Low-Isocyanate Polyurethane Foams with Improved Stability and Compression Modulus Prepared from Biosourced and Landfill-Diverted Materials

Abstract

Polyurethane foams are widely used in a variety of applications that impact everyday life, including single-use packaging and durable furniture. Currently, the industry depends primarily on petroleum-based reactants, such as polyols and isocyanates. Isocyanates are particularly troublesome due to their harmful effects on human health but are also crucial for achieving foam properties, such as rigidity. In this study, we demonstrate that cost-competitive, scalable, and more sustainable foams can be attained using biobased polyol substitutes along with landfill-diverted biofillers (rice hulls and coffee chaff) at a lower ratio of isocyanate.
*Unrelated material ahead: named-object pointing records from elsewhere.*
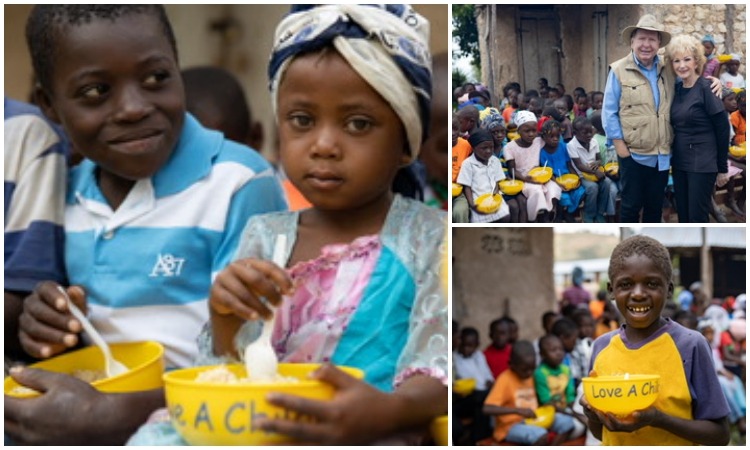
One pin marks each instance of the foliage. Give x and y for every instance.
(465, 32)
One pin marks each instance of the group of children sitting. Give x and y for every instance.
(546, 127)
(514, 377)
(547, 371)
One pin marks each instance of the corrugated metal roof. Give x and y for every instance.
(725, 237)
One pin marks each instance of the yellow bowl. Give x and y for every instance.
(621, 396)
(569, 181)
(541, 174)
(144, 359)
(724, 58)
(439, 430)
(737, 151)
(217, 413)
(612, 168)
(545, 416)
(464, 386)
(488, 204)
(511, 187)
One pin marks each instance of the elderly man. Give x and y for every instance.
(635, 113)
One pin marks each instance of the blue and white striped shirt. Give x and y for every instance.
(148, 266)
(35, 172)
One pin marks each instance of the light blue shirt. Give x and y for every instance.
(147, 266)
(611, 111)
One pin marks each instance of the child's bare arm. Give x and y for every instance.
(360, 413)
(236, 296)
(46, 327)
(71, 412)
(701, 432)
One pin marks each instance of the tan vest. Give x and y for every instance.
(645, 130)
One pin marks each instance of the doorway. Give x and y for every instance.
(541, 47)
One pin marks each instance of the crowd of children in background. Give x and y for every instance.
(552, 366)
(575, 141)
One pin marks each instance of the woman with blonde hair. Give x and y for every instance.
(701, 132)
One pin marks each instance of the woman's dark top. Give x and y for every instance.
(701, 129)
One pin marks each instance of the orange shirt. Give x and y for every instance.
(296, 200)
(461, 151)
(509, 391)
(738, 122)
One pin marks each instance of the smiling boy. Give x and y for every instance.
(691, 408)
(154, 210)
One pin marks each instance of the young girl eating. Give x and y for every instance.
(555, 155)
(360, 285)
(522, 155)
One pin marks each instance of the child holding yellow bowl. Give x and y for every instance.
(690, 408)
(513, 398)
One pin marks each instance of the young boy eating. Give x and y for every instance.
(513, 398)
(691, 408)
(154, 210)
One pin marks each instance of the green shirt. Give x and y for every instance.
(554, 385)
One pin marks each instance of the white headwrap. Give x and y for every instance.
(387, 45)
(523, 117)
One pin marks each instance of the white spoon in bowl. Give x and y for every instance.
(261, 362)
(112, 366)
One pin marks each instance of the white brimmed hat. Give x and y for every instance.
(647, 22)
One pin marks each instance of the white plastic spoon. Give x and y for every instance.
(112, 366)
(261, 362)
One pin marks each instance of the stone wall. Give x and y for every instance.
(727, 24)
(502, 270)
(499, 42)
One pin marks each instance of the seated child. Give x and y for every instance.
(513, 399)
(554, 384)
(691, 408)
(460, 151)
(731, 384)
(152, 213)
(735, 165)
(597, 98)
(731, 78)
(480, 174)
(577, 354)
(522, 155)
(563, 106)
(495, 124)
(469, 362)
(548, 319)
(360, 282)
(555, 155)
(582, 106)
(600, 195)
(732, 347)
(497, 352)
(737, 119)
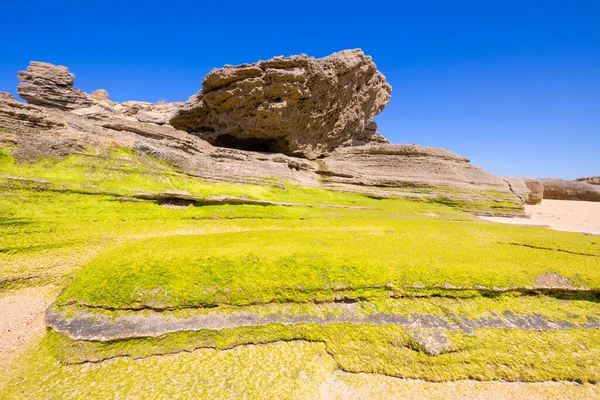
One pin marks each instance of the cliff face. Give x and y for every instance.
(62, 120)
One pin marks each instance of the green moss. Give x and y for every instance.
(487, 354)
(6, 157)
(353, 257)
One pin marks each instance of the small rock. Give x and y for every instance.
(430, 341)
(99, 95)
(51, 86)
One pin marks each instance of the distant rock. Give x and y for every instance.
(99, 95)
(51, 86)
(296, 105)
(6, 96)
(561, 189)
(406, 165)
(537, 190)
(592, 180)
(159, 114)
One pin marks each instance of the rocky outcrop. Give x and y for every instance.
(51, 86)
(405, 165)
(536, 188)
(159, 114)
(296, 105)
(561, 189)
(592, 180)
(99, 95)
(370, 166)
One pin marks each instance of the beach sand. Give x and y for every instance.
(564, 215)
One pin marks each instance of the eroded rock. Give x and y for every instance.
(592, 180)
(430, 341)
(296, 105)
(537, 190)
(51, 86)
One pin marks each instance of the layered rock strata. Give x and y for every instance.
(296, 105)
(50, 85)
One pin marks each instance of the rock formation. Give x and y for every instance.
(296, 105)
(356, 92)
(537, 190)
(51, 86)
(561, 189)
(405, 165)
(592, 180)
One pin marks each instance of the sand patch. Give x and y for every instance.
(563, 215)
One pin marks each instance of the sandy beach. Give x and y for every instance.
(564, 215)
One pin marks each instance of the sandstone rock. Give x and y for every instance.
(296, 105)
(95, 111)
(537, 190)
(430, 341)
(131, 108)
(592, 180)
(518, 188)
(405, 165)
(99, 95)
(51, 86)
(561, 189)
(6, 96)
(159, 114)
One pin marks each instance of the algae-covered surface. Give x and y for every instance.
(79, 225)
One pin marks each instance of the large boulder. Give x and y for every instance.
(399, 165)
(50, 85)
(295, 105)
(561, 189)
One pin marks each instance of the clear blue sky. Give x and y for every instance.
(514, 85)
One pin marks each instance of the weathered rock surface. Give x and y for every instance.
(296, 105)
(426, 330)
(518, 187)
(561, 189)
(371, 166)
(406, 165)
(537, 190)
(51, 86)
(42, 132)
(592, 180)
(99, 95)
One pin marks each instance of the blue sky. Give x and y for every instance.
(513, 85)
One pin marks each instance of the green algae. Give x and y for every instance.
(362, 260)
(485, 354)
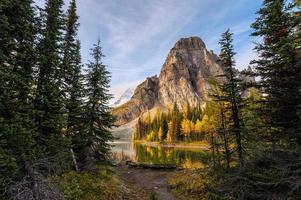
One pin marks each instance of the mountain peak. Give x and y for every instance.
(191, 43)
(183, 78)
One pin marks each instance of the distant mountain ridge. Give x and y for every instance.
(125, 97)
(184, 77)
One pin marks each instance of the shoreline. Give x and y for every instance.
(174, 145)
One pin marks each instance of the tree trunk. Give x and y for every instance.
(74, 159)
(224, 134)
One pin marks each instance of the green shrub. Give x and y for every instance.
(102, 185)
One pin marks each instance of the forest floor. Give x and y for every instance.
(143, 182)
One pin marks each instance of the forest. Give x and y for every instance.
(55, 118)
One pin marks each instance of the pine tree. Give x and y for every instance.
(97, 116)
(73, 79)
(17, 58)
(278, 67)
(232, 91)
(49, 101)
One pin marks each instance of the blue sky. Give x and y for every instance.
(137, 35)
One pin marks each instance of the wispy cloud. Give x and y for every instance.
(136, 35)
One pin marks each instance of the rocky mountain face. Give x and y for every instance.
(125, 97)
(183, 78)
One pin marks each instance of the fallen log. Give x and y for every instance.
(150, 166)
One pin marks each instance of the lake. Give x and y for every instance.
(141, 153)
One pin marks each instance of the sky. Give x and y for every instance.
(136, 35)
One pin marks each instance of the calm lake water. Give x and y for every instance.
(182, 157)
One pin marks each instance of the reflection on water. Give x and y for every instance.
(182, 157)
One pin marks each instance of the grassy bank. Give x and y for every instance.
(101, 184)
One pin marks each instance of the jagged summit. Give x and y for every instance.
(183, 78)
(191, 43)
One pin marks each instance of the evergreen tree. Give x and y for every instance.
(97, 116)
(49, 101)
(17, 57)
(279, 69)
(232, 91)
(73, 79)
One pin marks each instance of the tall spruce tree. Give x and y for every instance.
(73, 78)
(231, 90)
(49, 101)
(98, 119)
(17, 57)
(278, 67)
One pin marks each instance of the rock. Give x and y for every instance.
(184, 77)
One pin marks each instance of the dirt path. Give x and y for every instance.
(148, 180)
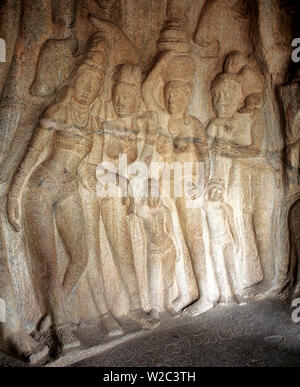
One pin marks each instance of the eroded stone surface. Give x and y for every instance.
(103, 100)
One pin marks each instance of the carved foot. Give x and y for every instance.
(64, 337)
(26, 348)
(172, 312)
(231, 300)
(146, 320)
(111, 325)
(198, 307)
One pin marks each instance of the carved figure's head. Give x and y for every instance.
(215, 190)
(176, 97)
(87, 87)
(88, 79)
(126, 92)
(227, 95)
(153, 193)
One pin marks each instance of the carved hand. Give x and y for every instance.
(194, 192)
(87, 176)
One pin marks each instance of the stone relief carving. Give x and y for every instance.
(201, 112)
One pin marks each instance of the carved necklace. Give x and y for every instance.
(80, 114)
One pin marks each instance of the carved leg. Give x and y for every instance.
(222, 274)
(95, 277)
(40, 225)
(168, 273)
(71, 226)
(13, 338)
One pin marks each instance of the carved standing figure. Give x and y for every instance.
(158, 228)
(238, 135)
(180, 139)
(123, 136)
(221, 246)
(49, 193)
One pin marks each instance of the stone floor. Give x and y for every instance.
(258, 334)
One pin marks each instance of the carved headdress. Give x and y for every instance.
(96, 59)
(130, 74)
(180, 68)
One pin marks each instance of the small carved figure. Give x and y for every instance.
(237, 135)
(221, 245)
(161, 252)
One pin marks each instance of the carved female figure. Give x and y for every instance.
(123, 137)
(49, 193)
(221, 245)
(180, 139)
(158, 228)
(238, 135)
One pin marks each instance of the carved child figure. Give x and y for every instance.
(161, 252)
(218, 222)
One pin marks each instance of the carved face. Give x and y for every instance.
(87, 88)
(176, 96)
(153, 194)
(227, 97)
(106, 4)
(126, 99)
(215, 194)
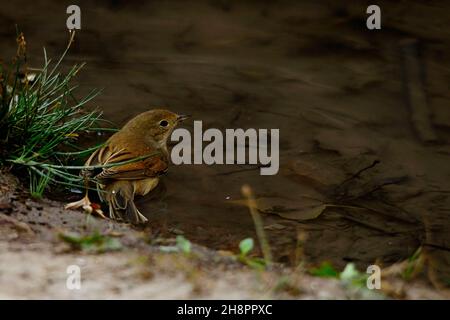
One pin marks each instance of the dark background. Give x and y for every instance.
(335, 89)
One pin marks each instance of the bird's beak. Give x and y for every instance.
(183, 117)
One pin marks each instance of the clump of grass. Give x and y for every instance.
(41, 120)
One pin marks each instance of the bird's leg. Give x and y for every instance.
(86, 203)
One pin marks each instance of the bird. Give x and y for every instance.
(131, 163)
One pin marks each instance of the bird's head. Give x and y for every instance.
(157, 124)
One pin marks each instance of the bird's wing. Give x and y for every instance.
(148, 167)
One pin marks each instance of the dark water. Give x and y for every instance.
(311, 69)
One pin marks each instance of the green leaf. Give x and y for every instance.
(183, 244)
(246, 246)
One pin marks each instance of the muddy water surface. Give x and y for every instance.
(349, 153)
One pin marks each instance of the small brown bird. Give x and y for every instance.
(145, 135)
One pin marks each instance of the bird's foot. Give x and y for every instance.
(88, 206)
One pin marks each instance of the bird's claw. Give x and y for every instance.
(87, 206)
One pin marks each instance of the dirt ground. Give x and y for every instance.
(337, 92)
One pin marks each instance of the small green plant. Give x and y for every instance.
(93, 243)
(41, 120)
(183, 244)
(245, 247)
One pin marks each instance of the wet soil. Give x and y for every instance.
(334, 89)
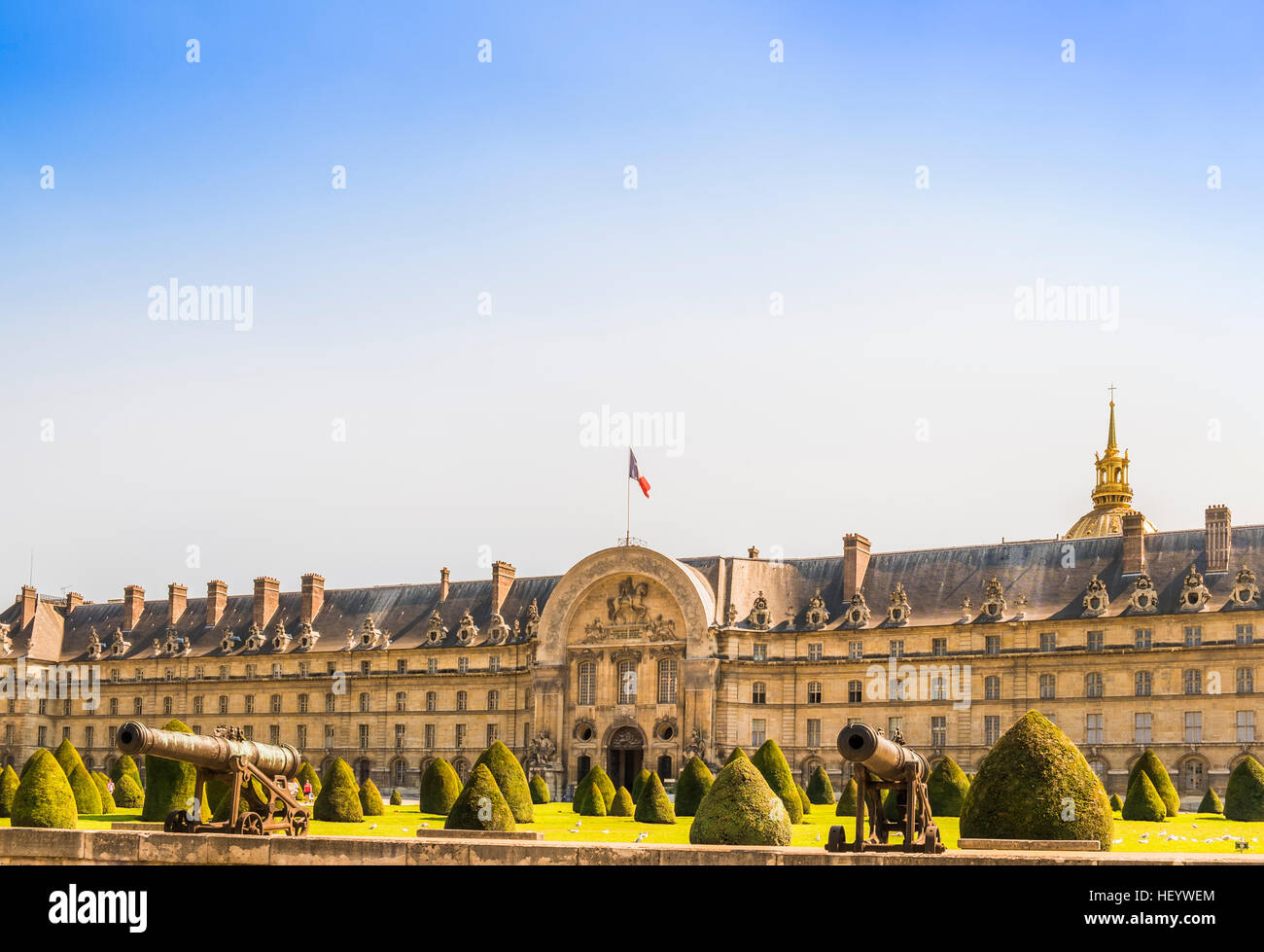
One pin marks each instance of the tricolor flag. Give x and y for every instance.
(635, 473)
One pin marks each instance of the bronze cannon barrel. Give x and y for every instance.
(883, 757)
(209, 753)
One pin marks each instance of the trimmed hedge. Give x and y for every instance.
(741, 809)
(480, 805)
(168, 783)
(1161, 778)
(339, 799)
(8, 788)
(440, 787)
(1244, 795)
(653, 805)
(770, 761)
(45, 796)
(88, 798)
(622, 804)
(510, 779)
(594, 776)
(820, 789)
(1024, 784)
(370, 799)
(539, 789)
(1210, 803)
(947, 788)
(1142, 801)
(691, 787)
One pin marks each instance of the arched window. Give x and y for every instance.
(586, 682)
(666, 681)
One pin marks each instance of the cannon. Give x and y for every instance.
(244, 765)
(886, 763)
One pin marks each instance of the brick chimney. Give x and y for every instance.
(1220, 543)
(133, 606)
(502, 580)
(1134, 544)
(265, 594)
(855, 563)
(177, 596)
(314, 597)
(216, 601)
(29, 598)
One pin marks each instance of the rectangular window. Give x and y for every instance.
(1193, 727)
(758, 732)
(1094, 728)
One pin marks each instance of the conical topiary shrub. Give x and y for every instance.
(741, 809)
(102, 788)
(820, 789)
(1161, 778)
(639, 784)
(127, 794)
(947, 788)
(1244, 795)
(480, 805)
(1142, 801)
(370, 799)
(691, 787)
(1036, 784)
(45, 796)
(603, 782)
(8, 788)
(440, 787)
(622, 804)
(653, 805)
(1210, 803)
(539, 789)
(88, 799)
(307, 775)
(770, 761)
(67, 757)
(593, 803)
(339, 799)
(125, 765)
(168, 783)
(803, 799)
(510, 779)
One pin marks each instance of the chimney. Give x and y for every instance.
(314, 597)
(177, 596)
(216, 601)
(502, 580)
(265, 593)
(1218, 546)
(855, 563)
(1134, 544)
(29, 599)
(133, 606)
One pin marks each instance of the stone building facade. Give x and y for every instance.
(1125, 636)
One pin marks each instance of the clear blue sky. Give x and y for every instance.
(896, 395)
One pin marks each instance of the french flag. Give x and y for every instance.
(635, 475)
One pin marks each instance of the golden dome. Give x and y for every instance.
(1111, 496)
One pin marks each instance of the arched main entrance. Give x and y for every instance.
(626, 751)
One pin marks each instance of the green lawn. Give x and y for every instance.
(556, 821)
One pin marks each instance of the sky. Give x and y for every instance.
(816, 251)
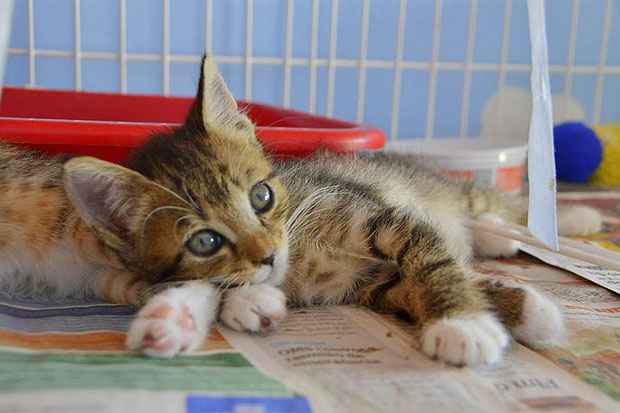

To avoid the common collapsing issue, we designed a prepolymerization step that can consistently produce high-quality foam with zero volume loss after expansion. The addition of biofiller increased the foam compression modulus drastically up to 400% at the same isocyanate concentration. Therefore, the incorporation of the biofiller provided a mechanism to enhance the mechanical properties without increasing the amount of isocyanates. Additionally, the reproducibility and foam properties can be further improved through grinding and sieving. The finer particles can be loaded at even higher levels without negatively impacting the mechanical properties. The same approach can be expanded to other types of biobased cellulosic biofillers. The results put forward a scalable, economical, and more sustainable route to improve foam performance while reducing isocyanate usage by incorporating biobased content.